İbrahim SOYTÜRK

Bulgaristan, Avrupa’nın güneydoğusunda yer alan, tarihi ve kültürel zenginlikleriyle dolu bir ülkedir. Bu topraklar, binlerce yıllık geçmişi boyunca farklı medeniyetlere ev sahipliği yapmış, kültürel ve mimari açıdan birçok değerli eseri günümüze taşımıştır. Gezginlerin Balkanlar’ın bu güzel ülkesinde keşfetmesi gereken pek çok tarihi yer var. Gelin, Bulgaristan’ın tarih kokan sokaklarında kısa bir yolculuğa çıkalım.

1. Sofya: Asırlar Boyunca Başkent

Bulgaristan’ın başkenti Sofya, ülkenin en eski yerleşimlerinden biri olarak bilinir. Şehir, Roma, Bizans ve Osmanlı dönemlerinin izlerini taşır. Aleksander Nevski Katedrali, şehrin simgesi haline gelmiş bu muazzam yapı, büyüleyici mimarisi ve altın kubbeleriyle göz kamaştırır. 19. yüzyılın sonlarında inşa edilen bu katedral, Bulgaristan’ın Osmanlı boyunduruğundan kurtuluşunu anmak için yapılmıştır. Sofya’da ayrıca, Roma İmparatorluğu döneminden kalma Aziz George Rotundası ve Serdika Antik Kenti kalıntıları da ziyaret edilebilir.

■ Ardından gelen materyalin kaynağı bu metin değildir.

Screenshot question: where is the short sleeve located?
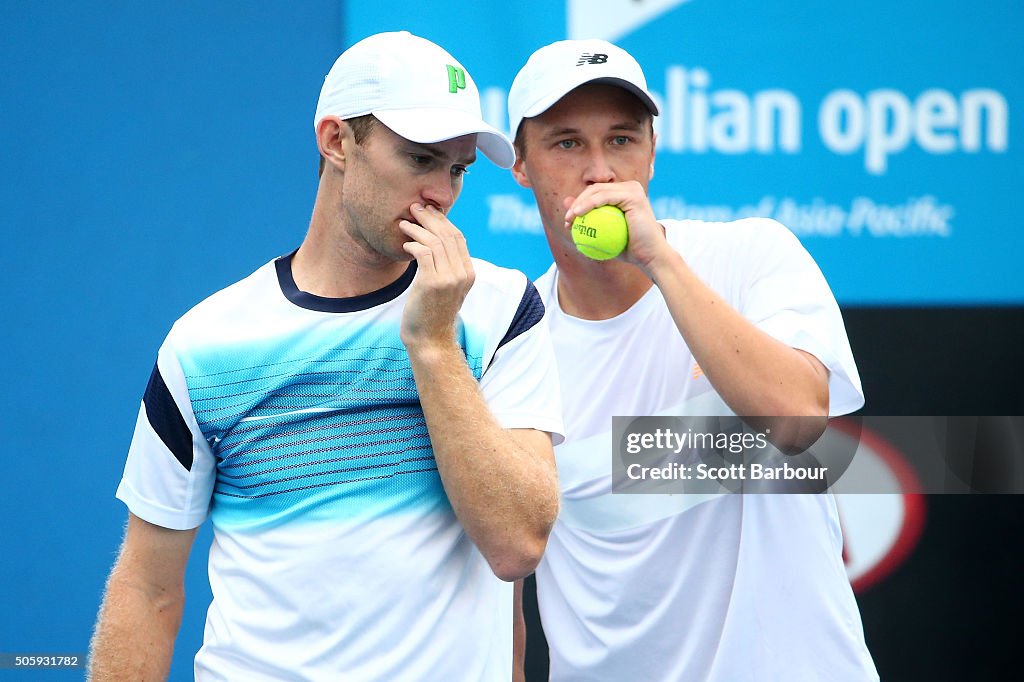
[480,281,564,444]
[117,342,216,530]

2. Plovdiv: Avrupa’nın En Eski Şehirlerinden Biri

Plovdiv, Avrupa’nın en eski sürekli yerleşim yerlerinden biri olarak kabul edilir. Antik Tiyatro, Roma döneminden kalma bu etkileyici yapı, hala konser ve etkinlikler için kullanılıyor. Şehrin tarihi merkezinde yürürken, Osmanlı, Bizans ve Bulgar mimarisinin büyüleyici bir karışımını görmek mümkün. Plovdiv ayrıca, 19. yüzyıl Bulgar Rönesans dönemine ait birçok güzel evin bulunduğu **Eski Şehir** bölgesi ile ünlüdür.

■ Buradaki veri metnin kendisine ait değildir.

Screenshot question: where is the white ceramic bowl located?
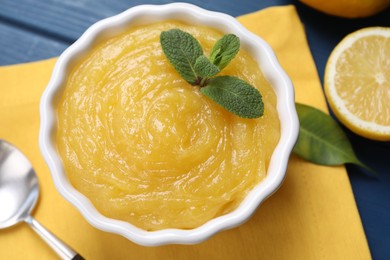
[39,3,299,246]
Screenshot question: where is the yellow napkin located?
[0,6,371,259]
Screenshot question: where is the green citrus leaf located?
[194,55,220,78]
[160,29,203,84]
[293,103,371,171]
[210,34,240,70]
[200,76,264,118]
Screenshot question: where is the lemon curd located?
[56,21,280,230]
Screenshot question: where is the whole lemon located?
[299,0,390,18]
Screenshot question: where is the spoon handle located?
[25,216,84,260]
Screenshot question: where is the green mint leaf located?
[160,29,203,84]
[210,34,240,70]
[194,55,220,78]
[200,76,264,118]
[293,103,372,172]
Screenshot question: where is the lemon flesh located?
[325,27,390,140]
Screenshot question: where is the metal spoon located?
[0,139,84,259]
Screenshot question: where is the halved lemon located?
[324,27,390,141]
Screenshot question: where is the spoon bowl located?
[0,139,83,259]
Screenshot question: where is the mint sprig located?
[160,29,264,118]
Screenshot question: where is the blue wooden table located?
[0,0,390,259]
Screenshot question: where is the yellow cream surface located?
[56,21,280,230]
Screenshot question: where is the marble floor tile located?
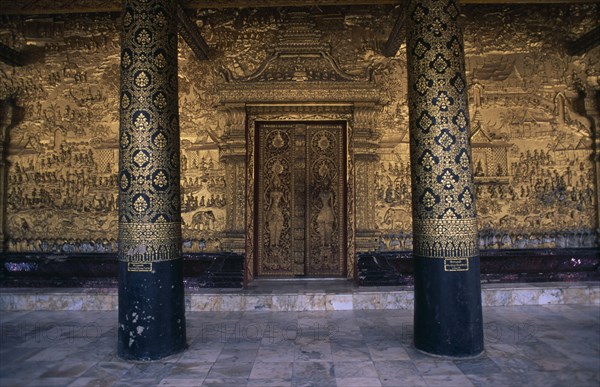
[335,377,381,387]
[206,361,254,379]
[292,362,335,386]
[0,305,600,387]
[334,361,378,378]
[250,360,293,381]
[294,341,333,361]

3. Rila Manastırı: Dağların İçindeki Manevi Hazine

Bulgaristan’ın en önemli dini yapılarından biri olan Rila Manastırı, UNESCO Dünya Mirası Listesi’nde yer alır. 10. yüzyılda kurulan bu manastır, Rila Dağları’nın eteklerinde gizlenmiş adeta bir mücevherdir. Etkileyici fresklerle süslenmiş iç mekânları, ahşap oyma sanatıyla yapılmış detayları ve huzur veren atmosferiyle ziyaretçilerini kendine hayran bırakır. Rila Manastırı, Bulgar kültür ve dinî hayatının kalbinin attığı yerlerden biridir.

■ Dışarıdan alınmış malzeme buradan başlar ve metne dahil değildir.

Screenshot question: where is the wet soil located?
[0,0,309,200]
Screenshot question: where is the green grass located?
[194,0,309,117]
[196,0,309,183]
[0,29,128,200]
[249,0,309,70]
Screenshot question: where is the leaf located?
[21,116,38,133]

4. Veliko Tırnovo: Eski Krallığın Başkenti

Ortaçağ Bulgar İmparatorluğu’nun başkenti olan **Veliko Tırnovo**, Bulgaristan tarihinin altın çağını yaşadığı dönemlerin merkeziydi. **Tsarevets Kalesi**, şehrin en ünlü tarihi yapısı olup, Bulgar Çarlarının yaşadığı ve hükümetin yönetildiği yerdi. Kale, etkileyici surları ve kalıntıları ile tarihe tanıklık etmek isteyen ziyaretçiler için vazgeçilmez bir duraktır. Şehir, ayrıca daracık taş sokakları, geleneksel evleri ve sanat atölyeleriyle de ünlüdür.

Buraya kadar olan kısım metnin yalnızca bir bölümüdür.